The opening story is just the beginning of what has been described (by author Brian Evenson in his book blurb) as “a dark and luscious hell ride.” Many of the texts that follow are stories told via traditional narrative. Form, however, is another device that Grider manipulates, to great effect. For example, “Formers” is an index of the narrator’s former lovers; the vignettes of each relationship paint a picture of the narrator as much as they describe his formers. In “Disappearing Act,” the narrator is unsure of the reliability of his source of information and ends up calling into question all of the details of his story, a tale of the disappearance of a friend’s co-worker at an advertising agency. The title story, “Misadventure,” likewise poses questions about the narrative, which is again a “twice-told tale” that the narrator interrogates — literally, with italicized questions that follow each section of the story. The ride into hell progresses from “Disappearing Act” to “Misadventure”; the latter title relates to a “death by misadventure” which has much darker undertones than the tidy forensic label can contain.
In the RUMPUS Book Club interview, Grider characterized his writing style as “giving the reader room to actively participate, but it can err on the side of too little information.” He prefers to “suggest [rather] than lay something out but that can have its disadvantages” if the reader is expecting a more authoritative voice. However, unlike in novels, short stories allow the author to “suggest and give the readers a highlighted part of the picture instead of the whole deal.” In the case of “Formers,” Grider said, “I wanted to try to hide a story of an illness behind another story, so it’s a guy viewing his own unnamed illness through the lens of his relationships.”

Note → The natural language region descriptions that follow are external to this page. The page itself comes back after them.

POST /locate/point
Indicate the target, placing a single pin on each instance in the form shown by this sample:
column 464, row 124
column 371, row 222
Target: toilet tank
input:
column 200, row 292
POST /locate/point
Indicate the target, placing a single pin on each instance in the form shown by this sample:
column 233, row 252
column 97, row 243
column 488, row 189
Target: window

The volume concludes with its longest piece, “Cowboys,” which is also its most intensive exploration of American representations of masculinity. The two “cowboys” are two straight men who were childhood friends. As young boys, they invented a game that involves tying each other up and trying to escape from the tie. Originally drawn from the Western shows they watched on TV, the game is supposed to be their secret (although this rule is occasionally broken, with untoward consequences). They continue to play it in high school, college, and into middle age, when they end up living in the same area with their respective wives and children. Although they reassure each other that the game is merely a test of masculine strength and will, it comes to have sexual overtones as time passes, especially after one of the pair plays the game with other partners whose interest in it goes beyond the gladiatorial. In the end, however, questions of power and loyalty overshadow the sexual and serve to reinforce the two cowboys’ preconceived notion of heterosexual masculinity.

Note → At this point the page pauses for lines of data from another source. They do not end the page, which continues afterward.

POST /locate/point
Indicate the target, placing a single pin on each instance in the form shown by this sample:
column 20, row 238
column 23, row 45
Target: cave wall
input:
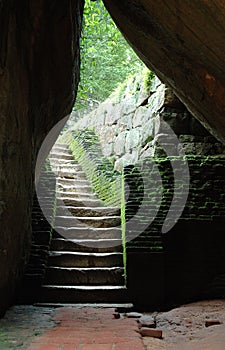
column 39, row 73
column 183, row 43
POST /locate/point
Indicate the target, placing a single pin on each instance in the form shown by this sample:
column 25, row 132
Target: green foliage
column 123, row 225
column 106, row 57
column 148, row 79
column 99, row 170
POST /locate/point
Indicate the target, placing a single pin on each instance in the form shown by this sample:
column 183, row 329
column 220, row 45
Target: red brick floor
column 89, row 329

Through the use of bondage, in its various forms, as a metaphor, Grider calls into question the validity of this definition, which the two characters use to blind themselves to the more complicated truth of their relationship. As he commented in the interview, “With relationships, especially intimate ones, a lot of the time (I think) there’s tension between ‘what should I share’ and ‘what should I hide’ if the relationship isn’t that healthy.” In the stories of Misadventure, Grider invites us into this and other tensions that mark the post-modern strangeness of relationships, both with others and with oneself, in America.